The Fediverse is made up of cities, towns, and villages

It’s been great to see so many people flood into the Fediverse over the last week or so. It’s mainly been people fleeing Twitter and signing up for Mastodon accounts at mastodon.social or mastodon.online, which are both instances run by Eugen Rochko, the founder, CEO and lead developer of Mastodon. He said earlier today that, since October 27th, there have been almost 200,000 new sign-ups, which is huge.
While it’s fantastic news that people are experimenting with Mastodon as an alternative to Twitter, there’s two concerns here:
- Newcomers default to the two ‘official’ instances — this leads to increased pressure on the server, which is run by volunteers and donations rather than Big Tech.

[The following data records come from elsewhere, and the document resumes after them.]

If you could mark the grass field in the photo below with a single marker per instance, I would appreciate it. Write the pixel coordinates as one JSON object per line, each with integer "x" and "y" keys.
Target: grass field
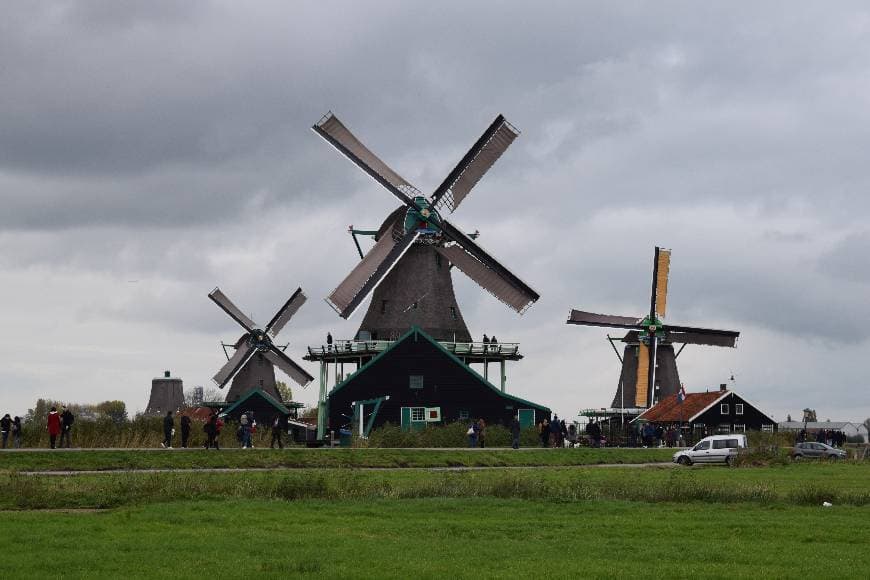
{"x": 322, "y": 458}
{"x": 335, "y": 522}
{"x": 440, "y": 538}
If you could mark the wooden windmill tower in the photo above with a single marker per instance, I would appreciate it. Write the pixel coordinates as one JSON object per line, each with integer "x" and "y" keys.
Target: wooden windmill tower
{"x": 649, "y": 362}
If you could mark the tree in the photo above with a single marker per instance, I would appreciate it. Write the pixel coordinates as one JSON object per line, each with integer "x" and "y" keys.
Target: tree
{"x": 284, "y": 390}
{"x": 114, "y": 410}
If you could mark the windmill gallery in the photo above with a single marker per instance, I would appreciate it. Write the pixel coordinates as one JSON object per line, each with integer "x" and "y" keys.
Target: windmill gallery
{"x": 413, "y": 362}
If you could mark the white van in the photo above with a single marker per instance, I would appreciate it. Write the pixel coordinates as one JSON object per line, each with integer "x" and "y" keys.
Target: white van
{"x": 712, "y": 449}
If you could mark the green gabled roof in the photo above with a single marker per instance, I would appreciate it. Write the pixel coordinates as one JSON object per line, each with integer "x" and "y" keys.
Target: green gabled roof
{"x": 416, "y": 331}
{"x": 258, "y": 391}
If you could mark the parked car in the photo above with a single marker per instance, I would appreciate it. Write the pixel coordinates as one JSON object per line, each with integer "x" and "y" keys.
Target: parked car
{"x": 712, "y": 449}
{"x": 814, "y": 450}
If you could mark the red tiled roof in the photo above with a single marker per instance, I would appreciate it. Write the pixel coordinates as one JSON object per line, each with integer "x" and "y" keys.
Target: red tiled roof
{"x": 671, "y": 410}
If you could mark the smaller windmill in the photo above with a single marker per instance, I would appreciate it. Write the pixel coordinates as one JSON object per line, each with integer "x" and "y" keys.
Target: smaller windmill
{"x": 256, "y": 343}
{"x": 650, "y": 342}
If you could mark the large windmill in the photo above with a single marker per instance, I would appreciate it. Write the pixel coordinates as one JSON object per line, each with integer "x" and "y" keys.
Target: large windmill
{"x": 641, "y": 383}
{"x": 408, "y": 268}
{"x": 255, "y": 353}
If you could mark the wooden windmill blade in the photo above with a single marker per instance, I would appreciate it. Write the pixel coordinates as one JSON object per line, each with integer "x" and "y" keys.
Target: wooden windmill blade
{"x": 286, "y": 312}
{"x": 642, "y": 385}
{"x": 339, "y": 136}
{"x": 662, "y": 269}
{"x": 369, "y": 272}
{"x": 474, "y": 165}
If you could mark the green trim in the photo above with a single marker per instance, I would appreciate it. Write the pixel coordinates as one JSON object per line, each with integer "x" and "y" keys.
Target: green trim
{"x": 269, "y": 399}
{"x": 415, "y": 331}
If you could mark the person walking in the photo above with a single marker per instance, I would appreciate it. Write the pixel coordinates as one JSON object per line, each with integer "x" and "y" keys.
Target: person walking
{"x": 66, "y": 421}
{"x": 276, "y": 433}
{"x": 53, "y": 427}
{"x": 545, "y": 432}
{"x": 245, "y": 431}
{"x": 481, "y": 433}
{"x": 472, "y": 434}
{"x": 16, "y": 432}
{"x": 209, "y": 429}
{"x": 5, "y": 428}
{"x": 515, "y": 433}
{"x": 185, "y": 430}
{"x": 168, "y": 430}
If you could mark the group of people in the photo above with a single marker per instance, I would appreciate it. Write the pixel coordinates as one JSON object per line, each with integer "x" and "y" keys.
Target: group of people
{"x": 477, "y": 433}
{"x": 555, "y": 433}
{"x": 11, "y": 427}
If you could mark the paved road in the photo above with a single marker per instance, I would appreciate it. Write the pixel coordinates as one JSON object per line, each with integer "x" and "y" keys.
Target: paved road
{"x": 274, "y": 469}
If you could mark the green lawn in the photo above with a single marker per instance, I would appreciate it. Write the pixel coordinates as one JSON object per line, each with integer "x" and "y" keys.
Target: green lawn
{"x": 320, "y": 458}
{"x": 439, "y": 538}
{"x": 799, "y": 484}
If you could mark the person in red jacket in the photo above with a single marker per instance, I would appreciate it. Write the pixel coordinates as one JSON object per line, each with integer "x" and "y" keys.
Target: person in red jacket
{"x": 53, "y": 426}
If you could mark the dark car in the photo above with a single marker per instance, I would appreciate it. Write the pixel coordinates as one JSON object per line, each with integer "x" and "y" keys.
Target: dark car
{"x": 819, "y": 450}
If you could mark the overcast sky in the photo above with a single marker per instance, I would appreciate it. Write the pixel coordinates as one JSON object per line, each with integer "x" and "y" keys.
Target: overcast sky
{"x": 150, "y": 151}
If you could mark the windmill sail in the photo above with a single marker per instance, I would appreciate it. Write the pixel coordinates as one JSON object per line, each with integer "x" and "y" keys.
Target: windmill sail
{"x": 490, "y": 280}
{"x": 641, "y": 392}
{"x": 340, "y": 137}
{"x": 368, "y": 273}
{"x": 286, "y": 364}
{"x": 232, "y": 366}
{"x": 662, "y": 269}
{"x": 283, "y": 316}
{"x": 474, "y": 165}
{"x": 234, "y": 311}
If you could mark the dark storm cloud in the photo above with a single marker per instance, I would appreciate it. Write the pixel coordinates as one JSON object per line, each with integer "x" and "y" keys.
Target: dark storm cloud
{"x": 169, "y": 143}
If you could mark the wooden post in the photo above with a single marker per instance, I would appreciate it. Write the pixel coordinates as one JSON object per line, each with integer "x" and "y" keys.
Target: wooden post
{"x": 503, "y": 377}
{"x": 321, "y": 400}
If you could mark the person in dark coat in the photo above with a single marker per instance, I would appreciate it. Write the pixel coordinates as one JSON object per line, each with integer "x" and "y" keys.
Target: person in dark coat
{"x": 515, "y": 433}
{"x": 185, "y": 430}
{"x": 168, "y": 428}
{"x": 53, "y": 427}
{"x": 5, "y": 428}
{"x": 277, "y": 426}
{"x": 66, "y": 421}
{"x": 16, "y": 432}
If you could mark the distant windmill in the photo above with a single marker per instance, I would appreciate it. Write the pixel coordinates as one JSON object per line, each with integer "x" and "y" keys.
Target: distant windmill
{"x": 651, "y": 340}
{"x": 406, "y": 260}
{"x": 255, "y": 344}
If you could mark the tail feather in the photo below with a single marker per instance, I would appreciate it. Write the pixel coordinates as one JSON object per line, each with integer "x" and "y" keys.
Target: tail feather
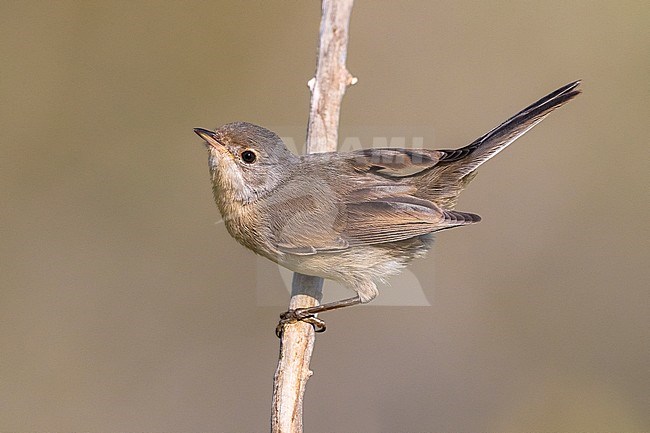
{"x": 470, "y": 157}
{"x": 456, "y": 168}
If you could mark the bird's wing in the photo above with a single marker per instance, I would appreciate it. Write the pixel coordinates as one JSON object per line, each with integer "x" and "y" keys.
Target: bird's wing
{"x": 392, "y": 163}
{"x": 374, "y": 215}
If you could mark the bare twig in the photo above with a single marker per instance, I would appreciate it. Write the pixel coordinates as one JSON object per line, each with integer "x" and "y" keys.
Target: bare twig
{"x": 327, "y": 89}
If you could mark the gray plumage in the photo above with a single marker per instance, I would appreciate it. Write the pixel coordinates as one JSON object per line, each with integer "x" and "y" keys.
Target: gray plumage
{"x": 354, "y": 217}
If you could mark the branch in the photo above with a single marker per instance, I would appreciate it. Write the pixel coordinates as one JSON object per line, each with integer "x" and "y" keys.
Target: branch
{"x": 327, "y": 90}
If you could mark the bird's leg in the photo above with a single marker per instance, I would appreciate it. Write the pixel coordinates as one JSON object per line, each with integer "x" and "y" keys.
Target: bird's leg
{"x": 308, "y": 314}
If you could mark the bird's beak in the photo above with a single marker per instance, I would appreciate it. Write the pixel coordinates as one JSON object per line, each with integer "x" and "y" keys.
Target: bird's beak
{"x": 209, "y": 137}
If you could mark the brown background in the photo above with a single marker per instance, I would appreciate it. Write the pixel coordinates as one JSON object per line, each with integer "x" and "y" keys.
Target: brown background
{"x": 124, "y": 307}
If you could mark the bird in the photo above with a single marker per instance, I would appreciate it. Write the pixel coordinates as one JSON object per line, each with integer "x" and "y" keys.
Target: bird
{"x": 355, "y": 217}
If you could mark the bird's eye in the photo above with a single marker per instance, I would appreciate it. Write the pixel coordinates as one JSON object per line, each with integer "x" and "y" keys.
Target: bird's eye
{"x": 248, "y": 156}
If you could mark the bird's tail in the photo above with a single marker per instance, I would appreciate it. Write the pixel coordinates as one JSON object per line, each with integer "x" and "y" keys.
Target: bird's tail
{"x": 456, "y": 167}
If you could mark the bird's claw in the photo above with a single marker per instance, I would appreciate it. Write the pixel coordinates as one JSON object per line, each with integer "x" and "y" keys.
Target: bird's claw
{"x": 299, "y": 315}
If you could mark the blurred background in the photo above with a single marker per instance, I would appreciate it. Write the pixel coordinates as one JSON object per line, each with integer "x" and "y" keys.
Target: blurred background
{"x": 126, "y": 306}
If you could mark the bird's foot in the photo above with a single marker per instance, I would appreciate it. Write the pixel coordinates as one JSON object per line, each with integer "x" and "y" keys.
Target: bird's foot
{"x": 299, "y": 315}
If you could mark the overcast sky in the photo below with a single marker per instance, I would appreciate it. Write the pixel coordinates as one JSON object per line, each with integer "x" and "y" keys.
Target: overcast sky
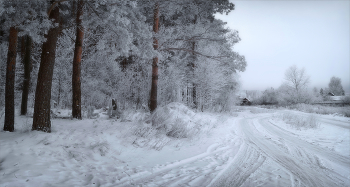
{"x": 278, "y": 34}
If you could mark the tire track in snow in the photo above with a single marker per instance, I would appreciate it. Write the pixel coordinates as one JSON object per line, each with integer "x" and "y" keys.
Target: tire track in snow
{"x": 238, "y": 170}
{"x": 332, "y": 155}
{"x": 296, "y": 160}
{"x": 187, "y": 172}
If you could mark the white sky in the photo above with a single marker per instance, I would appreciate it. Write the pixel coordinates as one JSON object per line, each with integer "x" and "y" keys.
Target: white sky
{"x": 278, "y": 34}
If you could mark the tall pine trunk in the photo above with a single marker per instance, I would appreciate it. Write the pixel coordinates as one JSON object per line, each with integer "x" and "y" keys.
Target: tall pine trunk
{"x": 10, "y": 81}
{"x": 27, "y": 69}
{"x": 76, "y": 104}
{"x": 153, "y": 97}
{"x": 41, "y": 118}
{"x": 193, "y": 66}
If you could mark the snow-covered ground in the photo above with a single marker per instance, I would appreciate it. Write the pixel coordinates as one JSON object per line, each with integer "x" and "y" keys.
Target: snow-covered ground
{"x": 250, "y": 147}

Also, the experience in terms of the local timeline is vastly different on a server with tens or hundreds of thousands of users, compared to tens or hundreds of people.
- Mastodon is not the Fediverse — the thing that makes the Fediverse is the underlying standard on which is it is based. Mastodon implements this standard, ActivityPub, in its own particular way, and with additional technologies and approaches. The problem with one platform becoming much larger than others is that it gets to dictate the way that standards are implemented.

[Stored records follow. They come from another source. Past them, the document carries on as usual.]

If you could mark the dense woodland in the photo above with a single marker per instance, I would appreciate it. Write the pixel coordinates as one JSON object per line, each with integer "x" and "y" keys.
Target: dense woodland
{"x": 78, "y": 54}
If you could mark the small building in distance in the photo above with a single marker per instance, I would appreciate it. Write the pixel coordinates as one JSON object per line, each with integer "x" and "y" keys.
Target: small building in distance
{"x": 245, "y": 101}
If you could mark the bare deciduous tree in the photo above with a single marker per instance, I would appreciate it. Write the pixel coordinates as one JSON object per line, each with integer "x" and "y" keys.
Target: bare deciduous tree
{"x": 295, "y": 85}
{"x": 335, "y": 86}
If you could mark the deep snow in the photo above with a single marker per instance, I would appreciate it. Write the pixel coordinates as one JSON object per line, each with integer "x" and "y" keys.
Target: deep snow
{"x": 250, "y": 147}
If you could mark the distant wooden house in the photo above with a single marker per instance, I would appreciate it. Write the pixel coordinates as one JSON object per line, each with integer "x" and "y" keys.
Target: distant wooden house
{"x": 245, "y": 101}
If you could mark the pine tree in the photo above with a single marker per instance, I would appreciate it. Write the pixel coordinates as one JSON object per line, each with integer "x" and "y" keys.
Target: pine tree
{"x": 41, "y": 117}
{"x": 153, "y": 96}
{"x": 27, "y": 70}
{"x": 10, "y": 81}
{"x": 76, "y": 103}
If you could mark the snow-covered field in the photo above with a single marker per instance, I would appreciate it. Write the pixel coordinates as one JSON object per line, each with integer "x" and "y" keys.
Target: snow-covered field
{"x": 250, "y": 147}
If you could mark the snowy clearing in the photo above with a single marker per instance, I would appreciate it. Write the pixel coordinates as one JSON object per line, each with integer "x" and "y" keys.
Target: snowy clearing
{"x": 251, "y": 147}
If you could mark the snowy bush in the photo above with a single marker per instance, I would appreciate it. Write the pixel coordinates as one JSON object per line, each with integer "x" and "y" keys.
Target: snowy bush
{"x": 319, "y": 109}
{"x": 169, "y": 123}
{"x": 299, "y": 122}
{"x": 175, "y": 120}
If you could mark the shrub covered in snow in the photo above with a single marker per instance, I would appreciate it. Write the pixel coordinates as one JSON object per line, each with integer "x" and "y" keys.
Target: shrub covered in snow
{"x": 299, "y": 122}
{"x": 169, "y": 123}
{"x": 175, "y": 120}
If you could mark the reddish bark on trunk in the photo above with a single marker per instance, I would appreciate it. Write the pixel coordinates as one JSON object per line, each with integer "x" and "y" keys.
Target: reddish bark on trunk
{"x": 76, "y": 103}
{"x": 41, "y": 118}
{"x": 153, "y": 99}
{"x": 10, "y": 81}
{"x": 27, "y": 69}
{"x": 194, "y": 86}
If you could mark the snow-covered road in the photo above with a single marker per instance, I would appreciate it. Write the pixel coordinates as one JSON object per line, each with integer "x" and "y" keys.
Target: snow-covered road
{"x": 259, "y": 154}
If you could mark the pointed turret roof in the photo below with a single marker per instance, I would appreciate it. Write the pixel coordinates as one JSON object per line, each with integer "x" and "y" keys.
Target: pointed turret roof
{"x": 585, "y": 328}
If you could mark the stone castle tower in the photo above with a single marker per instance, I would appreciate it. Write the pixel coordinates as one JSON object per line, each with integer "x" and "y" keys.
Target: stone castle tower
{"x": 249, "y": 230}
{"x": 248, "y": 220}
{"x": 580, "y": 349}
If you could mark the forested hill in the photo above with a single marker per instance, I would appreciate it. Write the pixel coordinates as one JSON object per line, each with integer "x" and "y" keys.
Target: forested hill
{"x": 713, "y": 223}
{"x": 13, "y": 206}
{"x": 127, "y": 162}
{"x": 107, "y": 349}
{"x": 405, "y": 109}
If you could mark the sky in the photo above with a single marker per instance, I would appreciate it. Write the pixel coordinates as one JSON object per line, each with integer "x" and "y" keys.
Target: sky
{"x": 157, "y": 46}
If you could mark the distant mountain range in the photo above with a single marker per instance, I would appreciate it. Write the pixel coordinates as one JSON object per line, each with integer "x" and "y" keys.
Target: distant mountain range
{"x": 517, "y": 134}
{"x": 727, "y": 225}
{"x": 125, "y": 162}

I had already set up a Pixelfed instance to run exercise.cafe for people interested in sharing and discussing exercise and fitness-related activities. Yesterday, I set up a Misskey instance at wao.wtf for testing purposes. I’m paying for it myself and haven’t actually got the go-ahead from other WAO members to be running it, to be perfectly honest. It may stay up for days, weeks, months, or years. But if you’d like an account, let me know.
What makes the Fediverse unique, different, and resilient is lots of instances of different sizes (cities/towns/villages) running different software. Why not have a look to see if you can perhaps set up your own instance — it’s easy with managed hosting!